A simple one-shot game theoretic approach doesn't deal with this, so people moved on to iterated games, and most famously (at least from my reading) showed that the prisoner's dilemma is not a dilemma at all when you consider multiple iterations (repeat offenders learn to "trust" one another).
At a fancy level, this is sometimes ascribed to a theory of mind, where "you think that I think that you think that I think...so lets call the whole thing off" - actually, this is a short cut - you don't need a theory of mind to explain cooperative strategies in dumb animals- you just need a population carrying out the iterative procedure - the cooperative strategy has higher survival value over the multiple encounters and multiple individuals. What "empathy" does, is simply allow planning, so you don't have to go through all these iterations to learn the better soluton - you just imagine them. So instead of being dead like both Iago and Othello, or Macbeth and his wife, you choose life.

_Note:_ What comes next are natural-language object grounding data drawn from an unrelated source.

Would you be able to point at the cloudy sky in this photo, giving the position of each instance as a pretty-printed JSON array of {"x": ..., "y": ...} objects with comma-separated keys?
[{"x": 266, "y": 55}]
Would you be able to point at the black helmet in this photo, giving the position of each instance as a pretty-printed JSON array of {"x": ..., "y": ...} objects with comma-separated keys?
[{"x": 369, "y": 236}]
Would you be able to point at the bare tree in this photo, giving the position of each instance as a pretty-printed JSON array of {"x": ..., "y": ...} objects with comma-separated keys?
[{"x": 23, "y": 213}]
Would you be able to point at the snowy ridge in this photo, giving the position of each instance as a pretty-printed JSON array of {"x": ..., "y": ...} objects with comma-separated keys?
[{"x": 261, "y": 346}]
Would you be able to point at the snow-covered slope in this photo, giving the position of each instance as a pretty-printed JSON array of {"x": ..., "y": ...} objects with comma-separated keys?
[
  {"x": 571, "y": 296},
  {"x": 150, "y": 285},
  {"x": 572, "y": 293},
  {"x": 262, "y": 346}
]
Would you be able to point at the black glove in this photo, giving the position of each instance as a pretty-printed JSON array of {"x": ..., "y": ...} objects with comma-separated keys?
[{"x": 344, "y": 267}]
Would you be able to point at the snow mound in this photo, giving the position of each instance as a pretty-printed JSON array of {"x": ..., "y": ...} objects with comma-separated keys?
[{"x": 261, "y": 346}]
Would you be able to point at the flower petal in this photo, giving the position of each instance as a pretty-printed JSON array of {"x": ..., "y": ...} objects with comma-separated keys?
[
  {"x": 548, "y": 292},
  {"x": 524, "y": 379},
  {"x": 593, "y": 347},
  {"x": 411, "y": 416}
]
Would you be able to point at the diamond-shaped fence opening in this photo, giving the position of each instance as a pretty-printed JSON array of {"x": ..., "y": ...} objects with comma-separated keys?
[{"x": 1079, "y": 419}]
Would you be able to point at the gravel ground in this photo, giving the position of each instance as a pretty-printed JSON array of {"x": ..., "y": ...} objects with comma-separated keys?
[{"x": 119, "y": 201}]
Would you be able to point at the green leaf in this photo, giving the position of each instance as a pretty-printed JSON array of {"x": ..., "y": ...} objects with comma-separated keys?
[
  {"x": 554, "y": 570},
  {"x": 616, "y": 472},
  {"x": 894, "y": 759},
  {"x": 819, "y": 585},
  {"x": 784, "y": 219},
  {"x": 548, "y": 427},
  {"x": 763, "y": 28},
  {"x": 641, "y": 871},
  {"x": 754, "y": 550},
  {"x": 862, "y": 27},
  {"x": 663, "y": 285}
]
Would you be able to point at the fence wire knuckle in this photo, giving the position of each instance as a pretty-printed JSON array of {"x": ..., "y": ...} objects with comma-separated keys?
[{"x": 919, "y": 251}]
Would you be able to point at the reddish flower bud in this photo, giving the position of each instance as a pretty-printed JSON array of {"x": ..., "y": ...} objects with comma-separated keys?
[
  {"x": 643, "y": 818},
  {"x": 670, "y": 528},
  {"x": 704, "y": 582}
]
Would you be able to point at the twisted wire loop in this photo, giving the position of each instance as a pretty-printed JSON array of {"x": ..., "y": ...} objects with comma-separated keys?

There are exceptions - the lone indvidual making a single encounter is incented to renege on this. In social terms, this is why villages distrusted travellers - they know that the traveller is going to try and game their trust and not have to put up with any tit-for-tat strategy, as they will be long gone before the second screen. I'm wondering if this also explinas why people get more "conservative" as they get older - they have less to lose as they approach death in terms of retaliation or exclusion.
So this is explored quantitatively in some interesting real world scenarios in this paper on what I'm calling emergent morality
Now just how does this get adopted (or rejected) as a social norm/ethic? Well, we need to run the population dynamics together with some model of encounters - how many people are a) only going to meet a group just once or b) going to exit the game (i.e. die) real soon?
This would then give us a (stable?) distribution of cooperative versus selfish behaviour. Note here when I say "selfish", I mean rational selfish in a short term way - the cooperative players are also rational selfish, but in a longer term sense (they iteratate, whether really or imaginatively)
We can then extend this to include a small number of mutants (bad apples) that engage in Byzantine behaviour (Loki, disrupters etc). And then we could use this to design mechanisms for society that lead to fair collective outcomes (aka maximise social welfare) despite some fraction of selfish, and some (usually small) fraction of byzantine players. Such algorithms exist (see the literature on BAR Fault Tolerance for Cooperative Services ) but assumes that you "just" use the altruistic players to improve performance of the system designed for selfish/rational and byzantine/bad nodes) -
I'm thinking more, how do you build such algorithms for systems like Wikipedia, or social media content moderation, or even liquid, full online democracy?